Most of us have at least a vague idea of what SEO is. But not many of us have a real clear picture of what successful SEO requires.
A Quick SEO Primer
SEO stands for search engine optimization. It has to do with the search queries typed (or spoken) by users, and how the search engines (Google, Bing, etc.) rank all the billions of web pages out there to pull up the best ones for that query.
Organic search is huge. Organic search is when one of your pages, posts or articles is found through a search query. Up to 64% of the traffic coming to your site is organic. So SEO is important!
But how the search engines rank pages has changed drastically over the past 10-15 years, and especially the past 6 years. That’s because Google—the undisputed King of search—keeps changing its algorithms to give searchers the best possible results for their queries.
From the very beginning Google has believed:
“Not all pages are created equal. Some are more important than others.”
(Sergey Brin, co-founder of Google)
Their goal has always been to get those most important pages to the top of any search query.
But they realized a lot of web developers were trying to game the system by doing things like keyword stuffing (adding keywords by the dozens in hopes of rising to the top).
These practices were getting their pages ranked high, but weren’t helping the searcher at all. So Google took action.
Over the years they’ve continually released updates that penalized those sites that weren’t cooperating. I won’t start at the very beginning, but with the aforementioned herd of critters (and yes, these are the names Google chose for their updates)…
Google’s Panda Update
The Panda Update was Google’s third major update to stick to their goal of finding, indexing and ranking the very best search results for organic queries. It was introduced in 2011, and has to do with content quality.
Keyword stuffing had already been penalized for some years by this time.

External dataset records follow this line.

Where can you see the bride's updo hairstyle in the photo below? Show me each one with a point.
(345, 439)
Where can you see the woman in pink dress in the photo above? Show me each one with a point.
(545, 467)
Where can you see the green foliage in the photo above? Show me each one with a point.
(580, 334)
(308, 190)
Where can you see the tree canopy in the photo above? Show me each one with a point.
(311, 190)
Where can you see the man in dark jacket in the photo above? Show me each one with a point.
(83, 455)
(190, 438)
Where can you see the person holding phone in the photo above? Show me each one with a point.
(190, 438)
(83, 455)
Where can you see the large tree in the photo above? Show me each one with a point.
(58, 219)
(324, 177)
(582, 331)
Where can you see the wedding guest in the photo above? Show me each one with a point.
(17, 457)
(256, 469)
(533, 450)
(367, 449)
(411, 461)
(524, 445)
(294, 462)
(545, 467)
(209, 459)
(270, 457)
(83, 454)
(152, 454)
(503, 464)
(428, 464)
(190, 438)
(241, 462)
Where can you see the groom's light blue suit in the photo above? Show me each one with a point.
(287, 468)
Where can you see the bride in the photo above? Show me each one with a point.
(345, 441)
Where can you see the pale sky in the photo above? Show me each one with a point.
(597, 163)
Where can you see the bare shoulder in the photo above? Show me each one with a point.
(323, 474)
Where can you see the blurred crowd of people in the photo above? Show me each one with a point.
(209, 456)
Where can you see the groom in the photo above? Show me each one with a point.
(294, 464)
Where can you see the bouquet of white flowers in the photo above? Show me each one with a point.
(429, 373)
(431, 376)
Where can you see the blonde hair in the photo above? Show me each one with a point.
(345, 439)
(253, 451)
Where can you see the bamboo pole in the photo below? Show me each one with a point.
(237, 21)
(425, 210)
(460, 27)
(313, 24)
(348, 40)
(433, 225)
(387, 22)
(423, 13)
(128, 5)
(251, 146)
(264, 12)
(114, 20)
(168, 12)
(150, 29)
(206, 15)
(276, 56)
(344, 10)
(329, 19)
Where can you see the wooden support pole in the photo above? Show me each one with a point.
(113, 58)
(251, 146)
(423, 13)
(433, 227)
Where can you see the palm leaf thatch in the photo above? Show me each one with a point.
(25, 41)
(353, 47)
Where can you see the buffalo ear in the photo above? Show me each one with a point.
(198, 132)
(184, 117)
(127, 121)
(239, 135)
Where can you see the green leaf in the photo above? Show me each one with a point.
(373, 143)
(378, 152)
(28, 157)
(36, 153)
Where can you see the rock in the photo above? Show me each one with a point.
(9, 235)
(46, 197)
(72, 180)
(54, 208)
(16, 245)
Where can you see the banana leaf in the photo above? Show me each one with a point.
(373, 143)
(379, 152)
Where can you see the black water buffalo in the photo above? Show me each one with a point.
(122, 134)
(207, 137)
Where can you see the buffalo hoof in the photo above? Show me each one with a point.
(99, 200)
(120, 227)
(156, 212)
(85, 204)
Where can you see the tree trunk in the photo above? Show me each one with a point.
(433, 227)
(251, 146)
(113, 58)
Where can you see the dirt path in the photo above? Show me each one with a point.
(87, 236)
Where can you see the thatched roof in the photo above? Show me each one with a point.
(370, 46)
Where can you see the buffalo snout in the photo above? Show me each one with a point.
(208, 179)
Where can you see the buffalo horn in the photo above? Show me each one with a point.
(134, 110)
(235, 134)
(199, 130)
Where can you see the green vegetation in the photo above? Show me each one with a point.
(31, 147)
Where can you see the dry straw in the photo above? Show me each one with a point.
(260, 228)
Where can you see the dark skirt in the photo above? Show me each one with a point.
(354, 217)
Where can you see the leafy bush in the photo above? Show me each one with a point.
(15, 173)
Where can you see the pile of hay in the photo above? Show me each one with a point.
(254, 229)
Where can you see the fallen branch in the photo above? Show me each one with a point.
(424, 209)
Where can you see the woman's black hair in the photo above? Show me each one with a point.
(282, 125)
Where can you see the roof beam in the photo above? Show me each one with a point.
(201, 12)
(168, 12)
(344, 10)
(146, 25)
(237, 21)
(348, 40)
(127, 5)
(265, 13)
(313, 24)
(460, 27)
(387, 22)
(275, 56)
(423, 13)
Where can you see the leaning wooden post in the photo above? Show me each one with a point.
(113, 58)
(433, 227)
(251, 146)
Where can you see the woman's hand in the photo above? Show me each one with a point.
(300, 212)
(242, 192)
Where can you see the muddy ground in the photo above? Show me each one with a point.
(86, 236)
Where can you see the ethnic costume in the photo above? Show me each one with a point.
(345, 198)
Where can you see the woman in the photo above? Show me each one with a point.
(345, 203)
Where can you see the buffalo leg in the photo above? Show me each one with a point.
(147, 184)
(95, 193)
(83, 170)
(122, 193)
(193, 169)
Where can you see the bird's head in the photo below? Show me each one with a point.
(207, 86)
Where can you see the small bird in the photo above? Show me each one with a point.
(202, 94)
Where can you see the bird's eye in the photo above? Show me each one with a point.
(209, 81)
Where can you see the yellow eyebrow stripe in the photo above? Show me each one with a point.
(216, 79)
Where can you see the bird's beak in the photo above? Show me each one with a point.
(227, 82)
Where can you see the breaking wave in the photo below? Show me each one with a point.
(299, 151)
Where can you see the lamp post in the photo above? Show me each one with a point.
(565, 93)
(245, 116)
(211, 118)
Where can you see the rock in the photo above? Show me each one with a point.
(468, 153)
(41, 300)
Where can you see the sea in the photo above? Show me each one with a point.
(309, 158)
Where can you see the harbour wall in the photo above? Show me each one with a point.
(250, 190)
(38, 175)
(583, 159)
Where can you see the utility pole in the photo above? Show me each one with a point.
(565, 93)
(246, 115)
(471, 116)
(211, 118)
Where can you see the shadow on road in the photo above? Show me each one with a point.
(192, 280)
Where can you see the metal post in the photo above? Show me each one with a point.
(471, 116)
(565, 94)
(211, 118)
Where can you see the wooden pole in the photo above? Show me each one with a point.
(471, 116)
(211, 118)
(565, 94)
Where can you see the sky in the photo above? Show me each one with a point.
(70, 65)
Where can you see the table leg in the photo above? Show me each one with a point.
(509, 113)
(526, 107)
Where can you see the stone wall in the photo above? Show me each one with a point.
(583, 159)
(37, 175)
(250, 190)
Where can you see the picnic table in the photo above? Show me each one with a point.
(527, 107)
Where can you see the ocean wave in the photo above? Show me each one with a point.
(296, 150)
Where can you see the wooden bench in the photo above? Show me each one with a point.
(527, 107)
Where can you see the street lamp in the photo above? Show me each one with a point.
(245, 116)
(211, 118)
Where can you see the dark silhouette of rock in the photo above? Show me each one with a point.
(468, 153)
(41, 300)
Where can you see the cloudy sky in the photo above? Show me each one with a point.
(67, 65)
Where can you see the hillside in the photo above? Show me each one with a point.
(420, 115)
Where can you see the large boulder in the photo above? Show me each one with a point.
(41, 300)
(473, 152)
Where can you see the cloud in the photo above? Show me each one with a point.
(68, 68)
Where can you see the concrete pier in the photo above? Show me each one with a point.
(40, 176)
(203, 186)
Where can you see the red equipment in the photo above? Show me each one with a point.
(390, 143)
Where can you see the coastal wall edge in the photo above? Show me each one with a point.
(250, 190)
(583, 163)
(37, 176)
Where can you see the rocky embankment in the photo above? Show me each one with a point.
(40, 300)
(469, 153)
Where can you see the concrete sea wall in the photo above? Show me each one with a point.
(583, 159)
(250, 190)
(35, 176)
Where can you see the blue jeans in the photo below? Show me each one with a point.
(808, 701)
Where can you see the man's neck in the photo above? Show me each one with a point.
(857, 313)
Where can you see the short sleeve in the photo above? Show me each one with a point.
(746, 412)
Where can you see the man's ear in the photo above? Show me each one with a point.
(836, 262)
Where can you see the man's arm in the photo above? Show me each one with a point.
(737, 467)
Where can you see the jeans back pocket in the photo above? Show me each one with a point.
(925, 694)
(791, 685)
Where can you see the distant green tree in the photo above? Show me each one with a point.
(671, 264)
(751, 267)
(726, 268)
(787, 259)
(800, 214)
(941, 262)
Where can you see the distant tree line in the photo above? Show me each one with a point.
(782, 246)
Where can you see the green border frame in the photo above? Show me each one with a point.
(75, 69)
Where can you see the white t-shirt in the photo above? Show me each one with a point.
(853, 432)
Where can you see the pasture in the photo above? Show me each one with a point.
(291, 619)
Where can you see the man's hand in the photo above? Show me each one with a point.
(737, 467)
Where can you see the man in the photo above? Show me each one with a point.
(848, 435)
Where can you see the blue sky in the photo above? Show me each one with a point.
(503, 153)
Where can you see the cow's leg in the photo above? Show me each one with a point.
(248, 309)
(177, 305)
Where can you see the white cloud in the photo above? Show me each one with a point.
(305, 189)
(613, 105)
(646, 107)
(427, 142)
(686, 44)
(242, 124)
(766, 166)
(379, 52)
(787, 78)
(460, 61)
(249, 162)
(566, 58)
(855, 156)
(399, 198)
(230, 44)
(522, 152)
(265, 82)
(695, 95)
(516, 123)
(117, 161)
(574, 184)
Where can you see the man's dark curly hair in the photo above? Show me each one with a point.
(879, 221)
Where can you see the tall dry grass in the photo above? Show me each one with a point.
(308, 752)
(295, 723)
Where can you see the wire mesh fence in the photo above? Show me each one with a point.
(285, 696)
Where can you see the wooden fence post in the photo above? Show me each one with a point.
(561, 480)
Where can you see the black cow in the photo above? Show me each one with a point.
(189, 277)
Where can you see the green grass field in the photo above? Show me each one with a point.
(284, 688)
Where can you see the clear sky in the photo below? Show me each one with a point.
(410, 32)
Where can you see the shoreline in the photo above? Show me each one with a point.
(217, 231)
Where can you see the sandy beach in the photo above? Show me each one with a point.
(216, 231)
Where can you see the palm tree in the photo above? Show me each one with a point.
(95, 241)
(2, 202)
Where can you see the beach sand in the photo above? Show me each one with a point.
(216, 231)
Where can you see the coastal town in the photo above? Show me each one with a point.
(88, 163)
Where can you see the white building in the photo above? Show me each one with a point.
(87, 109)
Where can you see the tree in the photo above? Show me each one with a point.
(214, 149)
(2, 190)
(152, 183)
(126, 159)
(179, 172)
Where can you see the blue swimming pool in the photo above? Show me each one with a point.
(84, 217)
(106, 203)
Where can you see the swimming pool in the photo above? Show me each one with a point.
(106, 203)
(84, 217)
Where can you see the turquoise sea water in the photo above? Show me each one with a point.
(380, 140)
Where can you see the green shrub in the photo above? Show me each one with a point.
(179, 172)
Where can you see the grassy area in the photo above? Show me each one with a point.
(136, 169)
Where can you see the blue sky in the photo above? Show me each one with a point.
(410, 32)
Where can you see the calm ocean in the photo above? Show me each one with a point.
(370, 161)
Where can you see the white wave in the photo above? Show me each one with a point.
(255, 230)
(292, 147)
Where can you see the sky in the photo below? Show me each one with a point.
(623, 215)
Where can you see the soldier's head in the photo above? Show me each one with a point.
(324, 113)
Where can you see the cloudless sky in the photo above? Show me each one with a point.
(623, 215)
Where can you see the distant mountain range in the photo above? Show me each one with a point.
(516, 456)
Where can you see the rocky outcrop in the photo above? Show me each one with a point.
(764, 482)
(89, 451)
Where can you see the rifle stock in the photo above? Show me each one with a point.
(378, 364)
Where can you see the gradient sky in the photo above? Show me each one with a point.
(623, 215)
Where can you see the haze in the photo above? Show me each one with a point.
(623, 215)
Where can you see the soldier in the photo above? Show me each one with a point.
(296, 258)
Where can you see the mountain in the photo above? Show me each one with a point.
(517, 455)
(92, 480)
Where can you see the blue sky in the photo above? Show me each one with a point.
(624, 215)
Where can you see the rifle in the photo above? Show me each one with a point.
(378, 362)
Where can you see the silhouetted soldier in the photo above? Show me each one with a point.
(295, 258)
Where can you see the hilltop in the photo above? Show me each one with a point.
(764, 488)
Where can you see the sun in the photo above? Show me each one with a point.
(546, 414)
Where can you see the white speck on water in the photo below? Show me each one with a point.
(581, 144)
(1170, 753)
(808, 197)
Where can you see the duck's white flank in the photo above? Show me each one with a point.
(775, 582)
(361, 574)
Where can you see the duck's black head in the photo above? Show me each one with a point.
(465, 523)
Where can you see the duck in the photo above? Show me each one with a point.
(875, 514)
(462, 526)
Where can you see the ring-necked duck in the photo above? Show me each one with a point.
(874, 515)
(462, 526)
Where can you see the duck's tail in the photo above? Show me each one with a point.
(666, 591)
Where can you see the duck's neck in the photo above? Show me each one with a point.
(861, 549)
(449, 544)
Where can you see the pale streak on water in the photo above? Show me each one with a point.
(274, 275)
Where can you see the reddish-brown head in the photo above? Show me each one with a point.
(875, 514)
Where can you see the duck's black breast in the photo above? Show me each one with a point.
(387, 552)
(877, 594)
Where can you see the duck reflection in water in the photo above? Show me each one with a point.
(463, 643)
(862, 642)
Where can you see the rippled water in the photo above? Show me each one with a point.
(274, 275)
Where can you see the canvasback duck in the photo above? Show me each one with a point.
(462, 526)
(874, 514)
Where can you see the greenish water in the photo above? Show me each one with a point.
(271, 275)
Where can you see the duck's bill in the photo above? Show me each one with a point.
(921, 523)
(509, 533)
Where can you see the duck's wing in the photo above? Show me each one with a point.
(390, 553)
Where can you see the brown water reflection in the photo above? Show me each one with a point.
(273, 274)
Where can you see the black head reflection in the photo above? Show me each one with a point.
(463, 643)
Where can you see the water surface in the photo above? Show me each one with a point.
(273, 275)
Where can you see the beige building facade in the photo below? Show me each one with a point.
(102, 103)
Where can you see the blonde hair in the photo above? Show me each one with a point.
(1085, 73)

But Panda helped prevent pages with poor quality content from ranking at the top in searches. Google wants the best content for any specific query to rank the highest.
WHAT PANDA MEANS FOR YOU: Write an ongoing stream of quality content for your audience, which will give Google a reason to rank you higher.
Google’s Penguin Update
One of the factors Google uses to rank a site is the number of backlinks it has —outside links that point to that site. Of course many got into the practice of buying and trading links to up their SEO.
So Google launched the Penguin Update in 2012 to penalize “unnatural” link building. Penguin rewards sites that have natural backlinks from high-quality websites and other legit sources.
WHAT PENGUIN MEANS FOR YOU: The better your content, the more reason for others to link to that content, giving Google a reason to rank you higher.
Google’s Hummingbird Update
Hummingbird, launched in 2013, wasn’t just an update but a completely different algorithm. The biggest difference is that Google moved beyond keywords to natural language search.
Hummingbird recognizes synonyms and different phrases that mean the same thing.
You still need to know the language of your audience, but you don’t have to use the same keywords over and over again. That means more natural writing.
WHAT HUMMINGBIRD MEANS FOR YOU: Write for your audience, using the language your audience uses. Google gets it.
There are more factors that affect SEO…
A great place to learn more is the source: Google publishes this Search Engine Optimization Starter Guide. It’s a free PDF download.
The Guide is a straightforward and easy-to-understand primer in good SEO. Just like it takes time and effort to build a successful business or non-profit, it takes time and effort to develop successful SEO.
I’ll leave you with this last quote, from the Guide:
“Creating compelling and useful content will likely influence your website more than any of the other factors discussed here.”